Ay ay ayyy! Çok güzel yerde kestim, hepinize geçmiş olsun ♥ Yorum yapmayana, oy vermeyene küsüyorum. Bakın, dudaklarımı bile büzdüm, gördünüz mü?

Birazasli iyi okumalar diler!

-3. resim sergisi/ 1 Mart 2020-

Kendime davetiye bulana kadar canım çıkmış olabilir miydi? Yok yok, çıkmış olsa burada olamazdım. Resmen... Resmen İlkay Altun'un resimlerini kanlı canlı görebilecektim!

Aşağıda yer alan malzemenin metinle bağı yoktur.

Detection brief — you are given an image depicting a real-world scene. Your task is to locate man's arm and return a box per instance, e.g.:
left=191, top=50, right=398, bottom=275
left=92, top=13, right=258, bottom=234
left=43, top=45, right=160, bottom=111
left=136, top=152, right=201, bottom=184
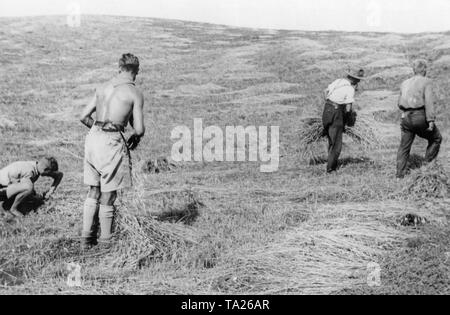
left=425, top=83, right=436, bottom=124
left=127, top=93, right=145, bottom=150
left=80, top=92, right=97, bottom=129
left=43, top=172, right=64, bottom=199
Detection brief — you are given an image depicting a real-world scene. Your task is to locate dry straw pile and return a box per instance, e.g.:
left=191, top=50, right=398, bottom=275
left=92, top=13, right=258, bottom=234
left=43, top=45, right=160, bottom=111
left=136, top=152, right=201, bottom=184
left=203, top=202, right=409, bottom=294
left=300, top=115, right=383, bottom=162
left=398, top=162, right=449, bottom=199
left=105, top=174, right=200, bottom=269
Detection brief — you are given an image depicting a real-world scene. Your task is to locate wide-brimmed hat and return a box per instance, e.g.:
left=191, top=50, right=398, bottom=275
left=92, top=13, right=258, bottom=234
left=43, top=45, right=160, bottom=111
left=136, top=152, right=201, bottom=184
left=345, top=68, right=365, bottom=81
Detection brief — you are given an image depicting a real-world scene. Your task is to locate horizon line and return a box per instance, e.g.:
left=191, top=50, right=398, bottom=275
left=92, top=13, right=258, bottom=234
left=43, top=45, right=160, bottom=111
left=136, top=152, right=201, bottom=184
left=0, top=13, right=450, bottom=36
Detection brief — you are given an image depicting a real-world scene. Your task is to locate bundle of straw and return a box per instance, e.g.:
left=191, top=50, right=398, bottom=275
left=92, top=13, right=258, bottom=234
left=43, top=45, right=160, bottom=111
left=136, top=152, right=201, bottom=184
left=107, top=176, right=200, bottom=269
left=399, top=162, right=449, bottom=199
left=109, top=202, right=196, bottom=269
left=300, top=115, right=382, bottom=162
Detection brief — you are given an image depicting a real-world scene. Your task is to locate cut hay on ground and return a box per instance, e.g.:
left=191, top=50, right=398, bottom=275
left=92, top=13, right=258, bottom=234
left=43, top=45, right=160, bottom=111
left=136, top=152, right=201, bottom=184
left=0, top=116, right=17, bottom=129
left=204, top=202, right=420, bottom=295
left=300, top=115, right=382, bottom=161
left=434, top=55, right=450, bottom=69
left=398, top=162, right=449, bottom=200
left=367, top=58, right=408, bottom=69
left=369, top=67, right=413, bottom=81
left=105, top=200, right=196, bottom=269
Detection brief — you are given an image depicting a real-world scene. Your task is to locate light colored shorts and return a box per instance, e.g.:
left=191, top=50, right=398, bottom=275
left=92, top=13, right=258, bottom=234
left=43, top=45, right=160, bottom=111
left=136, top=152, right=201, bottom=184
left=84, top=126, right=131, bottom=193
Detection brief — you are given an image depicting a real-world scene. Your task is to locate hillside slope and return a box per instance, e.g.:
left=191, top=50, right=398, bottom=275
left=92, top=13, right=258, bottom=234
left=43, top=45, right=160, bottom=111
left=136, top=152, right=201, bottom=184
left=0, top=16, right=450, bottom=294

Üzerimde pudra tonlarında bir elbise vardı. Buraya gelince çok silik kaçtığımı anlamıştım ama kesinlikle diğer insanlardan ayrılıyordum. Duru, sakin ve olduğumun tam aksine normal bir görüntüm vardı. Koktely başlayalı 1 saat olmuştu, sergi içinse tam olarak 2 saatimiz vardı.

Heyecandan ellerim terlerken kendimi zar zor Esra'yı ve bana davetiye ayarlayan sevgilisini görüp bulundukları yüksek masaya ilerledim. Ayakkabı seçimim bile baştan sona yanlıştı. Herkes neden bu kadar gösterişliydi? Kendi kendimi telkin ettim: Renkler ve zevkler tartışılmaz. Gösterişsiz olmak senin seçimindi, Neva.

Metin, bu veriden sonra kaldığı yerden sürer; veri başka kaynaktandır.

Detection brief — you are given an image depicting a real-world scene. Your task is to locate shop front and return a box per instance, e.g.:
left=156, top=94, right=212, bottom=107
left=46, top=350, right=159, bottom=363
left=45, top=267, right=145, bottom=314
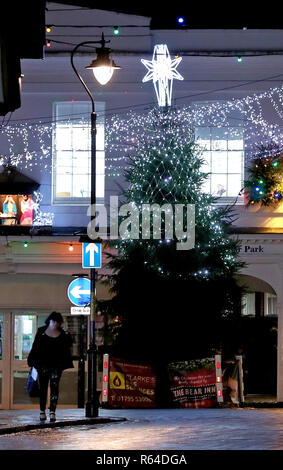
left=0, top=274, right=88, bottom=409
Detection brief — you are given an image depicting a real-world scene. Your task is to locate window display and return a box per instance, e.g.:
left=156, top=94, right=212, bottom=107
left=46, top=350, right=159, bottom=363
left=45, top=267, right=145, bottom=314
left=0, top=194, right=34, bottom=225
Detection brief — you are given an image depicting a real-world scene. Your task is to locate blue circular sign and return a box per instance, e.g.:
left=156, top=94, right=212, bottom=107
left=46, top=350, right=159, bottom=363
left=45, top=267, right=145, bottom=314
left=68, top=277, right=91, bottom=307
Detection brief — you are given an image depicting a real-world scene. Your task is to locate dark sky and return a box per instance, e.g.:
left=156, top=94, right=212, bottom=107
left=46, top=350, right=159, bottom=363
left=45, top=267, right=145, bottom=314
left=50, top=0, right=283, bottom=29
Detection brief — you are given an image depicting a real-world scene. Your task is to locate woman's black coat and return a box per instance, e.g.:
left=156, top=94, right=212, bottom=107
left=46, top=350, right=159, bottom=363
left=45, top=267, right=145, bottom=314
left=27, top=326, right=74, bottom=370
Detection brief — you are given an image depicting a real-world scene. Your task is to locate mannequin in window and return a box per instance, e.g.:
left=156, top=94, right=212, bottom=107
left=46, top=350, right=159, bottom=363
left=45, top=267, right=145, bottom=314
left=2, top=195, right=17, bottom=225
left=20, top=194, right=33, bottom=225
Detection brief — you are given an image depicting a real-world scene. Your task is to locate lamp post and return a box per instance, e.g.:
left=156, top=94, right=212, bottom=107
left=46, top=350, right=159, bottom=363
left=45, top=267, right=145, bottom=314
left=71, top=33, right=121, bottom=418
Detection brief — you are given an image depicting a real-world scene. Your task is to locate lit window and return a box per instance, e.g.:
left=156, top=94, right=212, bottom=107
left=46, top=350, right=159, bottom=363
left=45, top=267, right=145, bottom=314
left=52, top=101, right=105, bottom=204
left=195, top=105, right=244, bottom=203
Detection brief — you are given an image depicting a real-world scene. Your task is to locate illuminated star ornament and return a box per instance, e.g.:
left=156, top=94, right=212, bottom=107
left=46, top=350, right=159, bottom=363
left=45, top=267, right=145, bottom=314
left=141, top=44, right=184, bottom=106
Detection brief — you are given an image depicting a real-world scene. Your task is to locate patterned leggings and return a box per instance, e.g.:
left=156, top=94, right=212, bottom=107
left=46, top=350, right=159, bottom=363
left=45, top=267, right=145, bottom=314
left=38, top=367, right=62, bottom=411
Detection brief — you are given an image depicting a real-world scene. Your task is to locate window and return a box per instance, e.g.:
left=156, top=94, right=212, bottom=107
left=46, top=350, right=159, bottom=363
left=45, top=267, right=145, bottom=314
left=52, top=101, right=105, bottom=204
left=195, top=106, right=244, bottom=203
left=264, top=292, right=277, bottom=316
left=242, top=292, right=255, bottom=317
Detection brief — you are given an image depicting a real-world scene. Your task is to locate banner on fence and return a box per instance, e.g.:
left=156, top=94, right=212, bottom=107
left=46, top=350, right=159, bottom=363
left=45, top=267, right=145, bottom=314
left=168, top=358, right=217, bottom=408
left=108, top=357, right=156, bottom=408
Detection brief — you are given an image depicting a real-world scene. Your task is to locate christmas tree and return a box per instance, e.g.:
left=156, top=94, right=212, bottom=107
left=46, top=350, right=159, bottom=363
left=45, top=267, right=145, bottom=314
left=101, top=110, right=242, bottom=362
left=243, top=142, right=283, bottom=206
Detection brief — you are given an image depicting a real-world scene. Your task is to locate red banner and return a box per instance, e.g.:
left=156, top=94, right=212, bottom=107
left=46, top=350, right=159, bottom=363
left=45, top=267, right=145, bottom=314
left=169, top=358, right=217, bottom=408
left=108, top=358, right=156, bottom=408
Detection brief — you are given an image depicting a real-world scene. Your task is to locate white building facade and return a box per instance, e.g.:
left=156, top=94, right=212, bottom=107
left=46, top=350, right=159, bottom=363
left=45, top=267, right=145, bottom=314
left=0, top=2, right=283, bottom=409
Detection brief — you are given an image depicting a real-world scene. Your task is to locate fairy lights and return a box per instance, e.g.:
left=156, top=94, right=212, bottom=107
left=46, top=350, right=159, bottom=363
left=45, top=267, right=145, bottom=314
left=0, top=82, right=283, bottom=185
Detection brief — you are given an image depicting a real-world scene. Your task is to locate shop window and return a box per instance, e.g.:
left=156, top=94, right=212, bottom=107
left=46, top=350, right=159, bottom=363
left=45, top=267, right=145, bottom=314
left=242, top=292, right=255, bottom=317
left=264, top=292, right=277, bottom=316
left=52, top=101, right=105, bottom=205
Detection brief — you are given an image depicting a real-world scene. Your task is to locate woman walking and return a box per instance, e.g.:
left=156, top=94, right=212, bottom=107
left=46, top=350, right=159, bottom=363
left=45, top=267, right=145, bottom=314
left=27, top=312, right=74, bottom=421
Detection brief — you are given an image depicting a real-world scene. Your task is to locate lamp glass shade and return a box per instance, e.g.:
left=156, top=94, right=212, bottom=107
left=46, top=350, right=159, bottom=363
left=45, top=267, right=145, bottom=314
left=92, top=65, right=114, bottom=85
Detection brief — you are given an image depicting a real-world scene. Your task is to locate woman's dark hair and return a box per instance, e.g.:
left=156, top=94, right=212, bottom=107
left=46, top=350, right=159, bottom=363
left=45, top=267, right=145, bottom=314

"Ben geldim." diyerek ulaştım masaya. Önce Esra'nın kendisinden 6 yaş büyük sevgilisi uzattı elini. 

"Hoş geldin, ben Tuna."

"Neva." diyerek el sıkıştım. Çantamı masaya bıraktıktan sonra da Esra'ya sarıldım. 

"Neden uyarmadın? Herkes çok şık burada!"

"Sen her zaman güzelsin." dedi Esra geri çekilirken. Kendisi mini, simsiyah bir elbise giymişti. Bacak dekoltesi neredeyse kasıklarına kadar uzanıyordu. Yırtık bölgede birkaç zincir vardı. Omuzlarında bulunması gereken askılar da zincirlerden oluşuyordu. Gümüş, bilekten bağlamalı ayakkabıları ve aynı tonlardaki çantasına nispet, gözlerine mavi tonlarında bir makyaj yapmıştı. Kesinlikle ilgi çekiyordu. 

"Merhaba, hoş geldiniz." dedi o esnada başka bir ses. Tam yanımdan geliyordu ve ben bu sesin sahibini tanıyordum: İlkay Altun. 

"Merhaba, İlkay bey." diyerek Tuna'yla el sıkıştıklarını gördüm. Gözlerimi hala masadan çekebilmiş değildim. Esra kendisini tanıtıp el sıkıştığında sıra bana geldi. Yavaş, oldukça yavaş şekilde ona döndüm. Siyah beyaz, çizgili bir takım giymişti. Ceketinin iliklenmiş önünden içindeki beyaz gömlek parlıyordu. Bakışlarım zar zor yüzüne çıktığında kendimi tanıttım. 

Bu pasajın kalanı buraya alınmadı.